Ma questo non bastava a raggiungere il suo obiettivo “clessidra”: tette enormi, vita strettissima, fianchi generosi. Pare però che il classico 90-60-90 non sia sufficiente: per Penny ci vuole molto, molto di più. Così dopo due operazioni di chirurgia plastica al seno, la sua prima misura è diventata di circa 140 cm, contro i 66 del suo vitino da vespa. Ma, come nelle migliori ossessioni, la novella Jessica Rabbit non è ancora contenta.

Penny ha infatti dichiarato di volere un seno ancora più grande e che non smetterà di infilarsi sotto al bisturi fino a che sarà possibile.
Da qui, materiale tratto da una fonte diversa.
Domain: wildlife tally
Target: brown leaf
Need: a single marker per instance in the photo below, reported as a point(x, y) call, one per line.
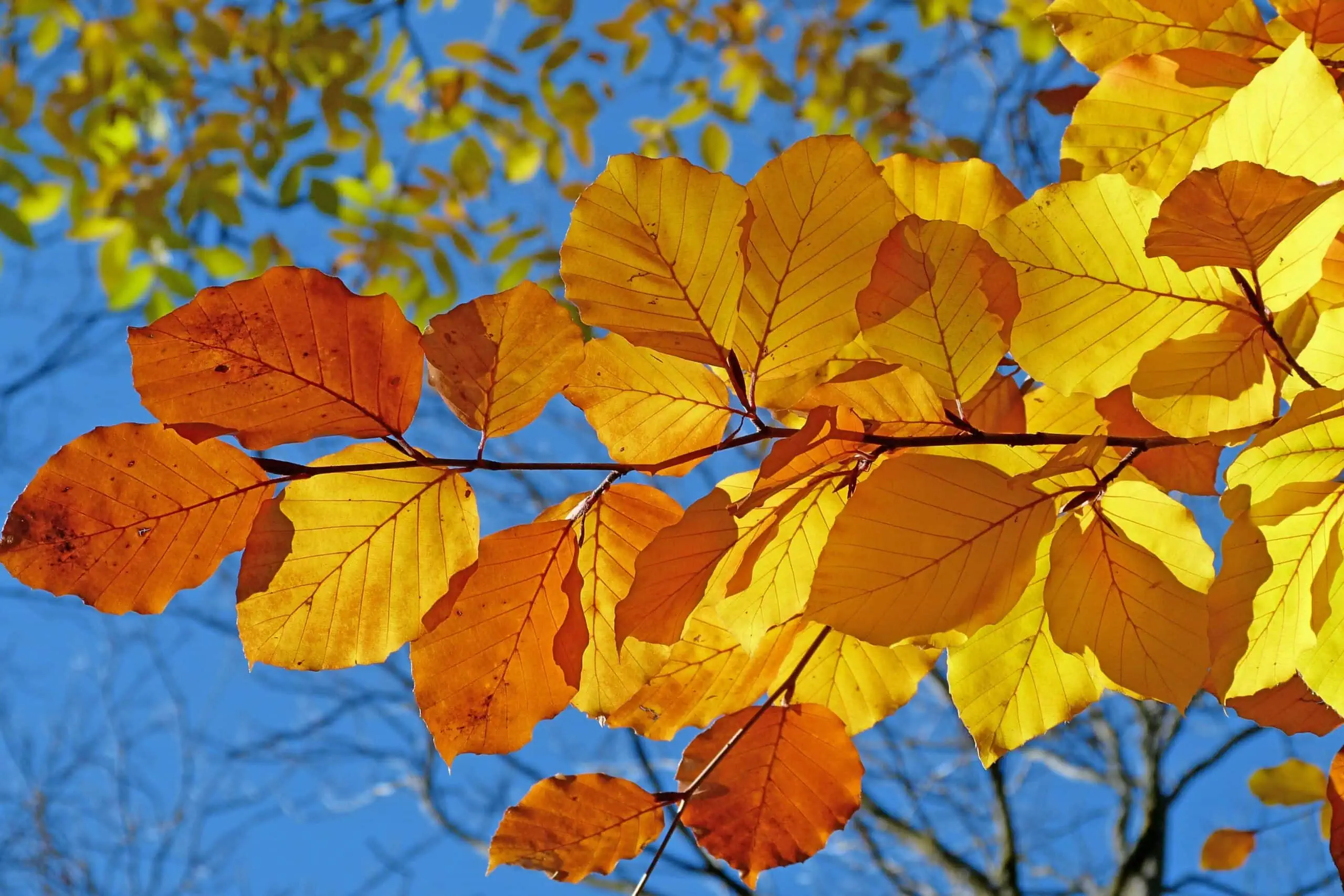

E la clessidra diventerà sempre più estrema.

Per quanto questo genere di perversioni sia a mio parere piuttosto opinabile, devo dire che preferisco Jessica Rabbit a qualsiasi Barbie (o Ken); tuttavia, essendo la prima un cartone animato (oltretutto consapevole di essere così perchè disegnata e non perchè reale!!!) e l’altra una bambolina di plastica, cercare di assomigliarci è quanto meno assurdo, esagerato e anche pericoloso. Oltre alle operazioni di chirurgia, pur sempre rischiose, portare un busto come quello di Penny può nuocere gravemente agli organi interni. Ma questo, a quanto pare, a lei non interessa. Spero possa interessare però alla maggior parte delle altre donne sul pianeta Terra.